Historic district in Iowa, United States

The Park-to-Park Residential Historic District in Fort Madison, Iowa, United States, was listed on the National Register of Historic Places in 2014. The historic district is located to the north of the Downtown Commercial Historic District, generally between Central Park on the west and Old Settler's Park on the east. Both parks are contributing sites. For the most part the district is made up of single family homes built in the late 19th and early 20th centuries. Some of these homes were built as rental properties, while others became so in later years. The Albright House and the Chief Justice Joseph M. Beck House are contributing properties, and they are also individually listed on the National Register. There are also duplexes and a few small scale apartment buildings in the district.

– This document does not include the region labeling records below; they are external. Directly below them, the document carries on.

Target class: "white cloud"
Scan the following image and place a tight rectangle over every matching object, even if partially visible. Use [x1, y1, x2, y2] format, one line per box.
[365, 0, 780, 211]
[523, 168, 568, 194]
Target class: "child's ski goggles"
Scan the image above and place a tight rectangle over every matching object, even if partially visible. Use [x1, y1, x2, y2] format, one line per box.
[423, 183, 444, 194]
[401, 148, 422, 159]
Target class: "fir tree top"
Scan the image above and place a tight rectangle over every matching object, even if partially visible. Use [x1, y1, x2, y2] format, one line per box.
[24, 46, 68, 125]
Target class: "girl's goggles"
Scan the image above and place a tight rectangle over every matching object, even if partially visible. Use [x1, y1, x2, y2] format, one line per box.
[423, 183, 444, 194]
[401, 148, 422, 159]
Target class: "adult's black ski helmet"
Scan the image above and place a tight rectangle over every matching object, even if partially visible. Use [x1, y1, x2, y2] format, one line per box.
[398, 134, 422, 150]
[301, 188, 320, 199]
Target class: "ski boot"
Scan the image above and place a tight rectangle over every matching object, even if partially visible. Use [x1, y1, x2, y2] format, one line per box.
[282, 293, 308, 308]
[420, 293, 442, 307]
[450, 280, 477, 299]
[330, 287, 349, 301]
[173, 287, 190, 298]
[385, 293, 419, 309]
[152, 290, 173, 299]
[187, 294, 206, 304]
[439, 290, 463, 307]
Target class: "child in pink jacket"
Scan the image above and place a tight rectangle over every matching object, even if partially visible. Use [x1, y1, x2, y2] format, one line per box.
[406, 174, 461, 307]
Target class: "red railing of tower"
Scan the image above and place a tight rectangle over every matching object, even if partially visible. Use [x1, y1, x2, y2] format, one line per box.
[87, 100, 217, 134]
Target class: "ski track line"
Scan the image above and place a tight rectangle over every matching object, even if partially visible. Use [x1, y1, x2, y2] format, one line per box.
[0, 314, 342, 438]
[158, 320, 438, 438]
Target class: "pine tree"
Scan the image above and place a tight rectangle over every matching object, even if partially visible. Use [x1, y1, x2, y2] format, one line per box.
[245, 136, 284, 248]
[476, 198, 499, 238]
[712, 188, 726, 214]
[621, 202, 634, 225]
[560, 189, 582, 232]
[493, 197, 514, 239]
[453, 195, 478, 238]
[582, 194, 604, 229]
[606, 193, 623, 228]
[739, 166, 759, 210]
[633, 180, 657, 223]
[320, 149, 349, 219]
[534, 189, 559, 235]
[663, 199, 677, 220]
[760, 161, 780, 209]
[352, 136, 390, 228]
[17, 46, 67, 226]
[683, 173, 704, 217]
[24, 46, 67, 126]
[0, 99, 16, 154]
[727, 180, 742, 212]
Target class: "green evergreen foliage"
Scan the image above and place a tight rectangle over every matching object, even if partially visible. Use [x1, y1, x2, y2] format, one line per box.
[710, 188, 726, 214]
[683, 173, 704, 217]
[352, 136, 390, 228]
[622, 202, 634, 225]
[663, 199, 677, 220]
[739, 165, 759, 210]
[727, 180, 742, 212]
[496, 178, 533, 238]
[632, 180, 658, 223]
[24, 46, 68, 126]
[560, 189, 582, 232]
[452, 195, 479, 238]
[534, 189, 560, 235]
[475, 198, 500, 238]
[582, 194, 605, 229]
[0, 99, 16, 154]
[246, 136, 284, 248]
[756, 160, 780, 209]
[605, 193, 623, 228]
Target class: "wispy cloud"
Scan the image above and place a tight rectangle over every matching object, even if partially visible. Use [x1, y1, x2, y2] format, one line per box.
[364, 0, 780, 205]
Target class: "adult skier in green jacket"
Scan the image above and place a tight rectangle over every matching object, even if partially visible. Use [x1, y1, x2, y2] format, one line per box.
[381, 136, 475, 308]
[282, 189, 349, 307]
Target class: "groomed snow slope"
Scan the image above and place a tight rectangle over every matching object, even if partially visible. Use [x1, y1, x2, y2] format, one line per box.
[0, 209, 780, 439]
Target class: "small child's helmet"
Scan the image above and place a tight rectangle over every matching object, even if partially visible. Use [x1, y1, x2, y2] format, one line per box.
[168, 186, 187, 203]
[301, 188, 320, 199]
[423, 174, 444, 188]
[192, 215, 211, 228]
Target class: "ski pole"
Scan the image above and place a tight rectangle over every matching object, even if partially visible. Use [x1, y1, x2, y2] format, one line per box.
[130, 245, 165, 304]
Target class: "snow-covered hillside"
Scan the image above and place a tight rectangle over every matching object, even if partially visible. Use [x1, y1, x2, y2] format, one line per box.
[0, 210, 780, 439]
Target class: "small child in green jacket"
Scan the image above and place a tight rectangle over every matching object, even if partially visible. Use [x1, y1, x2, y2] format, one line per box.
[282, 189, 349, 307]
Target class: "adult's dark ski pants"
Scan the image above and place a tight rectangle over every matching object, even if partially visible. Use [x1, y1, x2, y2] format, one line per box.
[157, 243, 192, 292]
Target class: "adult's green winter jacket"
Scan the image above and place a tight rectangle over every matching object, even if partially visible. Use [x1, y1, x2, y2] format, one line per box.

The Historic Park to Park District is a seven-block-long, three block wide section of homes that represent the Gothic, Victorian, and Tudor era. With a rich variety of architectural styles like Gothic Revival, Italianate, Second Empire, Eastlake Stick, Richardson Romanesque, Queen Anne, and Tudor. With two of the six parks within the District.
Given its location adjacent to the central business district there are no historic commercial buildings located in its boundaries. Institutions in the district include buildings erected by local governments and churches. The Lee County Courthouse (1842) and jail (c. 1850) are located across the street from the downtown area. A combination building houses the Fort Madison City Hall and a fire station (1873). The former St. Joseph's Catholic Church complex (various buildings from the 1850s to the 1920s) is located near Old Settler's Park, while St. Mary of the Assumption Catholic Church (1871), rectory (1876) and convent (1911) are located just west of Central Park. First United Methodist Church is associated with two sets of buildings in the district. Its original church built in 1888 now houses Joy Baptist Church. Their present church building was built in 1923. The present First Christian Church (1958) replaced an earlier church (1903) on the same property. Other denominations are represented by Union Presbyterian Church (1885) and Parsonage (c. 1890), St. John's Evangelical Church (1864) and Parsonage (1893), and St. Luke's Episcopal Church that was built as Hope Episcopal in 1857.